By Mike Patterson
On an island in the middle of the Ohio River, at the northern tip of West Virginia, in the foothills of the Appalachian Mountains, the women of St. Luke’s Episcopal Church have responded to a coronavirus “call to arms” by making protective face masks for hospitals, first-responders and even news reporters.
They are known in their Wheeling, West Virginia community as the “mask ladies” for their ability to churn out hundreds of home-made fabric shields in a makeshift assembly line that courses from house-to-house throughout their city of some 28,000 people.
“We’ve always been a helping church,” said Debbie Cooey, president of St. Luke’s ECW, co-junior warden and life-long member of the small congregation. “We just had a neat opportunity to help the people on the island.”
Founded in 1869, the original church building was rebuilt after a major fire nearly destroyed it in 1985. “We’ve always looked at ourselves as rising from the ashes,” Cooey said in a phone interview as she took a break between sewing masks and washing the 30 windows at her Wheeling home. And like the church itself rising from the ashes, the women have risen to build a community-wide initiative to supply local hospitals, rehabilitation centers and first-responders with masks to help prevent the spread of the dreaded coronavirus.

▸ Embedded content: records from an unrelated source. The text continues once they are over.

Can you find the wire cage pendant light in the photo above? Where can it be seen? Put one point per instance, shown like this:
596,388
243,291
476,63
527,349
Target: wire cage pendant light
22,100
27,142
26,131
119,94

Although West Virginia was the last state to report a confirmed coronavirus case, the spread of the disease across the country was frightful enough to sound the alarm at St. Luke’s. The effort started in mid-March when Cooey, a retired home economics teacher, got a phone call from Fawn Thomas, a former student. “It was a call to arms,” Cooey said. “Fawn said we have people on the front lines who don’t have anything to cover their faces.”
They downloaded a pattern off the internet, used a local nurse as a model and marshaled the church women.
Eight showed up at St. Luke’s for their first meeting to cut patterns and sew. “It was a struggle but we made 15 masks,” Cooey said. They planned to meet a few days later but West Virginia’s governor intervened. He issued a stay at home order. The women then scattered to their homes and began a “little factory assembly line” of cutters, sewers, folders and pressers.
The first shipment of 400 masks went to Peterson Rehabilitation Hospital. Since then, they’ve made hundreds of masks for Wheeling Hospital, other medical facilities and first-responders. They also made masks for news reporters who are in the field covering the virus.
Their effort has expanded beyond St. Luke’s and now involves over two dozen women from throughout the community and other denominations. Cooey doesn’t even know the names of all the women involved because they are socially distanced in their homes.
A local fabric store has donated material, plus other women have given left-over fabric from their own sewing projects. To avoid face-to-face contact, the goods for the assembly line of cutters, sewers and pressers are delivered to homes – some even left in driveways.
Even those who can’t sew want to be involved. Cooey said one young mother who is busy taking care of her young children bought and folds her own fabric and delivers it for others to manufacture. “She just wanted to do something to help,” Cooey said.
The fabric comes in “a wide variety” of colors and patterns. One volunteer was concerned that male nurses and first responders wouldn’t care to wear flowering patterns. “She found a pattern with bottle caps instead,” Cooey said. One recipient enjoys bat man, so they made him a mask displaying a bat man pattern.
Cooey said they have plenty of fabric but run into a sewing roadblock when they run short on one-quarter and one-eighth inch elastic for the straps.
Reaction from the community has been great, Cooey said.
“I’ve gotten notes in the mail, thanking us for what we’re doing. I’ve gotten text messages like crazy,” she said.
The Rt. Rev. W. Michie Klusmeyer, bishop of the Episcopal Diocese of West Virginia, said St. Luke’s has a history of opening “its hearts and doors to those people around them.”
Situated in what was once the “land of the affluent, Wheeling Island has become the home of the poorest and most neglected in the community,” he said. Several years ago, “when it was recognized that ‘when schools are closed, the children don’t eat,’ St. Luke’s began a feeding program and refused federal funds so they could give assistance to anyone, regardless of age.”
“With this latest pandemic, the people of St. Luke’s have again stepped into places where even the larger parishes have not walked,” he said. “They have rallied around the call to mission and the call of Jesus to minister to the least of these my children. They are a small but mighty bunch of people and they will continue to carry the Cross in the name of Jesus.”
“We’re all working from our hearts,” Cooey said. “It’s just meeting a common need. I’m sure we’ll be doing this for quite some time.”
Those interested in donating ¼ and 1/8 inch elastic can send the material to St. Luke’s Episcopal Church, 200 South Penn St., Wheeling, West Virginia 26003.